I suspect Timney had to take some material off the rear face of the firing pin notch to allow the safety to be flipped on from the fire to safety position.

They either took too much off initially, or got after it with an aggressive file first, which took the temper off the metal and it wore from there.

Just what I suspect, but can't prove it and at this point it doesn't really matter why.

It is odd parts are hard to come by??

I did some searches and there seems to be plenty of post 64 CRF bolt parts including firing pins. Push feed is hard to come by.
 
I think your diagnosis of the cause is spot on. When I examine the notch on the cocking piece, the last 1/8" or so is very highly polished (but not smooth from normal metal on metal ware). I've only had one shooting session with the rifle since the trigger was installed and I guess that I didn't test the safety at the end of the session. I just tested it when the rifle was returned at the time I took it out of the box. I have several Timney triggers in in Remington 700s that work fine, which I installed with no problem. The only reason that I sent my model 70 to Timney was that I had read the install could be difficult.

I contacted Timney tech support over a week ago and they asked for pictures, which I sent. I've not heard anything from them since.
 
grry10":3jrbtbr8 said:
I think your diagnosis of the cause is spot on. When I examine the notch on the cocking piece, the last 1/8" or so is very highly polished (but not smooth from normal metal on metal ware). I've only had one shooting session with the rifle since the trigger was installed and I guess that I didn't test the safety at the end of the session. I just tested it when the rifle was returned at the time I took it out of the box. I have several Timney triggers in in Remington 700s that work fine, which I installed with no problem. The only reason that I sent my model 70 to Timney was that I had read the install could be difficult.
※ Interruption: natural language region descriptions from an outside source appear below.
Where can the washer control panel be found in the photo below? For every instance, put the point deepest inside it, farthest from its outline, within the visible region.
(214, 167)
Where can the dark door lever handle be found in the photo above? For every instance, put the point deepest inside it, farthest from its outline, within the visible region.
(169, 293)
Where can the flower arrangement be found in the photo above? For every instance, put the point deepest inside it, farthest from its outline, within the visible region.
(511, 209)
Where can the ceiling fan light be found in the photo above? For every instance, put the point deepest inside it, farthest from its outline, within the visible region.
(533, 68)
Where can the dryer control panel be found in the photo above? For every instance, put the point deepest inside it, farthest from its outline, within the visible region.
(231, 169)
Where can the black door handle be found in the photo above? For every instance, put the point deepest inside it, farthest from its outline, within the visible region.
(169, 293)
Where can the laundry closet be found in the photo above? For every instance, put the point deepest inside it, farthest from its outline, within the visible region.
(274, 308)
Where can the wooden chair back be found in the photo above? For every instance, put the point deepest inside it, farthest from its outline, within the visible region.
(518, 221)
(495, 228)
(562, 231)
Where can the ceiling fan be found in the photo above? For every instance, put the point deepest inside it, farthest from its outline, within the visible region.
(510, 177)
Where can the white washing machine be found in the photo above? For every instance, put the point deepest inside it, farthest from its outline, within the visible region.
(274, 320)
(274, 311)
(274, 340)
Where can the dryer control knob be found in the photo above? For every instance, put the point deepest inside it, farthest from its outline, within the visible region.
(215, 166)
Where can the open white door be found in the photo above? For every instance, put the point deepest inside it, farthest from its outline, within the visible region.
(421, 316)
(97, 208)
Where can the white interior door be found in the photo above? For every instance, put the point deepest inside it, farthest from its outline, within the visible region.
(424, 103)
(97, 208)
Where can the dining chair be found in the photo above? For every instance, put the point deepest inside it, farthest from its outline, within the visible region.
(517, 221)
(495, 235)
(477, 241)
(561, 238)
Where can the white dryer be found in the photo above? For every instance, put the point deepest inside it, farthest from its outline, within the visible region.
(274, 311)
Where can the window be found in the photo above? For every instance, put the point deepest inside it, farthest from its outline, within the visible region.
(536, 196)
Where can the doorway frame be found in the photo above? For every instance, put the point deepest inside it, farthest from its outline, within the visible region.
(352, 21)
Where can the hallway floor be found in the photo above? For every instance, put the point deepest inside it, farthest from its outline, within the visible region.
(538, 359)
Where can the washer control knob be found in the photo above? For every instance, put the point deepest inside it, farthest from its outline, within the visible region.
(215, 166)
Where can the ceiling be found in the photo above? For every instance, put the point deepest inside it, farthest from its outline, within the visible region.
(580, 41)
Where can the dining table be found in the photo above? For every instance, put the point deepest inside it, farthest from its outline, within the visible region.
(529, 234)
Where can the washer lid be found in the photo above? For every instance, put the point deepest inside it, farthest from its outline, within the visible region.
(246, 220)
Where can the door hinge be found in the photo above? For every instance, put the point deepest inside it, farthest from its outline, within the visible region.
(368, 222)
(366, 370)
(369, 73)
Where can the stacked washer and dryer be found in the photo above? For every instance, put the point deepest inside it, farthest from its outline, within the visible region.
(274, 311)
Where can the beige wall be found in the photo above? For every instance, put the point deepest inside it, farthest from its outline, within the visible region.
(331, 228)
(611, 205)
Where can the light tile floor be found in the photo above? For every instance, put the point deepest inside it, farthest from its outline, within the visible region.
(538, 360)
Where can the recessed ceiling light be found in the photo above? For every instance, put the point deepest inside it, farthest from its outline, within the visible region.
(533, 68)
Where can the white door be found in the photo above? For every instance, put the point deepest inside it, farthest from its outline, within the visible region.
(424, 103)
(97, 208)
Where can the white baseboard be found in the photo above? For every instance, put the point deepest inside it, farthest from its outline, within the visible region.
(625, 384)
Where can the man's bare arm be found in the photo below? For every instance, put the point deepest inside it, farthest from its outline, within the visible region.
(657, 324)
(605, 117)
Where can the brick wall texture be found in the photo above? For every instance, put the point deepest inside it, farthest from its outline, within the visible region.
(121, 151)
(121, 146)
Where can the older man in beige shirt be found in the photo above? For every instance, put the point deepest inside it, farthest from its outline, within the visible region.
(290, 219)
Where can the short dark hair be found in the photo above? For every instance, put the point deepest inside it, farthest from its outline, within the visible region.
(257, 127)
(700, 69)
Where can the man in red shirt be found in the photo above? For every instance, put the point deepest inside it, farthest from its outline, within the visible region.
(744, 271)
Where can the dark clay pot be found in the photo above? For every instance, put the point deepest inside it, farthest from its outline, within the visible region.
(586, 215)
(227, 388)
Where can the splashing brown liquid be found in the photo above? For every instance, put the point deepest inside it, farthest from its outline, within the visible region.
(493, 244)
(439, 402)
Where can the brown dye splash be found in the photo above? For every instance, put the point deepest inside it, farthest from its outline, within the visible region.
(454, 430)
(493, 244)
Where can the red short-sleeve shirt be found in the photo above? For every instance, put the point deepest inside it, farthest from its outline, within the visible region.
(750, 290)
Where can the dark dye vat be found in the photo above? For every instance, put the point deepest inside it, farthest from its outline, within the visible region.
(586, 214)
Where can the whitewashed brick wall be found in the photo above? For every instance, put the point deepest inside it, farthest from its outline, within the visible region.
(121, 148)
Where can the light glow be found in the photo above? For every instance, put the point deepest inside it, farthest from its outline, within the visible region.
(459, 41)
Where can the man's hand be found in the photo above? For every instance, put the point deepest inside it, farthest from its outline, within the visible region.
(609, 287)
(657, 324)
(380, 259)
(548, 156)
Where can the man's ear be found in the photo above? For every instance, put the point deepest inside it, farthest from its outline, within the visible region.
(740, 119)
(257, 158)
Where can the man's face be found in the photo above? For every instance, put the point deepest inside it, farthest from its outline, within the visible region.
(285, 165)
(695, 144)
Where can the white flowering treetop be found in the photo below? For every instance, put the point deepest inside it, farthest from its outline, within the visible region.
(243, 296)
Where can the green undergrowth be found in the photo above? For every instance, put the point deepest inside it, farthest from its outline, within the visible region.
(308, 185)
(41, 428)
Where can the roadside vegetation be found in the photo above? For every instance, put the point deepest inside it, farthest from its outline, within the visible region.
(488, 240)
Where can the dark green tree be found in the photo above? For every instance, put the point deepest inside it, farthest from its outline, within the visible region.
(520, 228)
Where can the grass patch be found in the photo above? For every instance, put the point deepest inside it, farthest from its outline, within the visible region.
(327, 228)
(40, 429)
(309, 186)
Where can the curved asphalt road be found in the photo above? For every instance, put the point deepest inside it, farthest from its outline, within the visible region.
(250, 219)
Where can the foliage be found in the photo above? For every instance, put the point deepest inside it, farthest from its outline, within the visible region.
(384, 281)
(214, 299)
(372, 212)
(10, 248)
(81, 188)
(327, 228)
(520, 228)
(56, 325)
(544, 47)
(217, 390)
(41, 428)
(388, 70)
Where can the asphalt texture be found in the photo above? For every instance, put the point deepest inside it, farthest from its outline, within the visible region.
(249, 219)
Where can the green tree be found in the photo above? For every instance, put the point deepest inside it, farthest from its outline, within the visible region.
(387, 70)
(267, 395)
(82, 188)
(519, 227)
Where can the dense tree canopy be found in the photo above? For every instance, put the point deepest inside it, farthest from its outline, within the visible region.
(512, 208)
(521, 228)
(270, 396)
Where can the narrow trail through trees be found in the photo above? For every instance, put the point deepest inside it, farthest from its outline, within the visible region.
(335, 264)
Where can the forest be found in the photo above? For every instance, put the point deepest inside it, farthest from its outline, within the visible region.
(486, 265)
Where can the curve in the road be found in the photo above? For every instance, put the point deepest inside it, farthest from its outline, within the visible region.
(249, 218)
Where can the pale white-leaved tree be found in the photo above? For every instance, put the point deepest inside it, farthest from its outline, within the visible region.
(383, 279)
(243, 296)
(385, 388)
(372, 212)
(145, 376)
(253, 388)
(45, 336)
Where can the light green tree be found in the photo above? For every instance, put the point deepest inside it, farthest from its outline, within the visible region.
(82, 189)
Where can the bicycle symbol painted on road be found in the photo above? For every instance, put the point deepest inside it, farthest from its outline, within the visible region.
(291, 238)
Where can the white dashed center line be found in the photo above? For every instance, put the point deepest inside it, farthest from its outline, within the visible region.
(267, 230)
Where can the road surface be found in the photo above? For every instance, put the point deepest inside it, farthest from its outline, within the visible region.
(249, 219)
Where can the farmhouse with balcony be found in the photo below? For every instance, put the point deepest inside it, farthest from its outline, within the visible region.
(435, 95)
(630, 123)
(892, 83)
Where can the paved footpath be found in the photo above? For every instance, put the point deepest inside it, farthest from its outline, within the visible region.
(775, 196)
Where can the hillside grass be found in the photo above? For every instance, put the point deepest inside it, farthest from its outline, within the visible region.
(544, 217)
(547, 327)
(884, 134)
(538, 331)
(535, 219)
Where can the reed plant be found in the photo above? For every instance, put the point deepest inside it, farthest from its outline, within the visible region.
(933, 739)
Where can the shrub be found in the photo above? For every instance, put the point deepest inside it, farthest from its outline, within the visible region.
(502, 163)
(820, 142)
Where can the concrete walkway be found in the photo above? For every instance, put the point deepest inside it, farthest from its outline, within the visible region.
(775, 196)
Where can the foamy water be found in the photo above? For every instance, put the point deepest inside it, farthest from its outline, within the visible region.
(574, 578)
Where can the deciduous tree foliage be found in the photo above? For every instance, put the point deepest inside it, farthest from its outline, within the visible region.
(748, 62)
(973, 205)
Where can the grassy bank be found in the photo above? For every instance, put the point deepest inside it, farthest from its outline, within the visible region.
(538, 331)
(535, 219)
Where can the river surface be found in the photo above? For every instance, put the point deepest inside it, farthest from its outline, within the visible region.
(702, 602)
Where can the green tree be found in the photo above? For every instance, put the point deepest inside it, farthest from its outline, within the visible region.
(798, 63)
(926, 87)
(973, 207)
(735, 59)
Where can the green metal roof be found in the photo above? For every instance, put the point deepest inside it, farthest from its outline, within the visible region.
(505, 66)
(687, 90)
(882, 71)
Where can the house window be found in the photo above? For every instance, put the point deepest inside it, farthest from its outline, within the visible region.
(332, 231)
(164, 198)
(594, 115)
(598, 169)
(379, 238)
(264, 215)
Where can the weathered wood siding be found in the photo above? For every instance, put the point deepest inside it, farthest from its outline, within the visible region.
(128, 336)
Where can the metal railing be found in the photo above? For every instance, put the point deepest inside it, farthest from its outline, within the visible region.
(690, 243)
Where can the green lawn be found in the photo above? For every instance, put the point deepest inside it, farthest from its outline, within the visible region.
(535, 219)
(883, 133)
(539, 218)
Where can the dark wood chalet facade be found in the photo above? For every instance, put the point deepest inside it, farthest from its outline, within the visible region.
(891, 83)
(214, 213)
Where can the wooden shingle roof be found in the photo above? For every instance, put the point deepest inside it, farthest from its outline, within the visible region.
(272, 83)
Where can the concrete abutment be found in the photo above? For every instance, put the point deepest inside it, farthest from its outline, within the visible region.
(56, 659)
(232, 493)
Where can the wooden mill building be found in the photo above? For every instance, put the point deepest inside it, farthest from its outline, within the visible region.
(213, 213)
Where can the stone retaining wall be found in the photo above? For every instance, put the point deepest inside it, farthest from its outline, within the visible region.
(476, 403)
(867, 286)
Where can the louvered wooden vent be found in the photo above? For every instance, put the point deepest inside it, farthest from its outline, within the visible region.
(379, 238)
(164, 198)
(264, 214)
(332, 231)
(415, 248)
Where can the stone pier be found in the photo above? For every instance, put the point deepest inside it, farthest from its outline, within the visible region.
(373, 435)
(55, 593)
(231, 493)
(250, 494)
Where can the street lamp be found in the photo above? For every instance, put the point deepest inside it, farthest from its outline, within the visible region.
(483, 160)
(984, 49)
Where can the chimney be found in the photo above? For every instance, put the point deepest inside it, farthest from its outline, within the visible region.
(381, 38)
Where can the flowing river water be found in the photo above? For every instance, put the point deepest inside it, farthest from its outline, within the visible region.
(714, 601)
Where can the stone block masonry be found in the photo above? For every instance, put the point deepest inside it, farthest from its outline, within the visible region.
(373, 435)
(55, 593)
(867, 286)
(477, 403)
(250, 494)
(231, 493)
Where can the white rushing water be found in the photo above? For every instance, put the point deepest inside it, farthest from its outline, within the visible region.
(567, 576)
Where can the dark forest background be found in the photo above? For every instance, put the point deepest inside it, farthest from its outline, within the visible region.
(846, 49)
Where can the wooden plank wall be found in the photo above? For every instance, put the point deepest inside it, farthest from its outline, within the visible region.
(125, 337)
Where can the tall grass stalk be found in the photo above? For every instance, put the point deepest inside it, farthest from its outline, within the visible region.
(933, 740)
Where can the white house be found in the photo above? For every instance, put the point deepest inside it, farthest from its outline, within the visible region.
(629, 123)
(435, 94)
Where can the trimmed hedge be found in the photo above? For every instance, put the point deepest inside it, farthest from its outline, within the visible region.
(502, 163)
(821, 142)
I contacted Timney tech support over a week ago and they asked for pictures, which I sent. I've not heard anything from them since.

You could be in luck to get it fixed easily enough. When I determined it had to be the rear face of the firing pin notch, that was figuring a factory trigger...….I still think I'm right about what is happening, but the why could've changed due to a Timney VS factory.

The Timney likely required removing material to get the safety to engage. The why it is happening would be determined on whether the safety wasn't engaging because the firing pin was too far forwards, or not forward enough.

Former would be the rear of the firing pin safety notch in which case they took too much off. Latter would be the cocking piece face, in which case they didn't take enough off.

If the latter, it wouldn't take much more. Has to be close. Any decent local smith should be able to take another .005-.010 off the cocking piece to allow the firing pin to sit forwards just a touch farther, so that the safety is holding back the firing pin when engaged, not the sear and trigger.

Again I'm surmising just running things through my head. I'm not there to look over the pieces where you can get a AHH HA, I see the problem.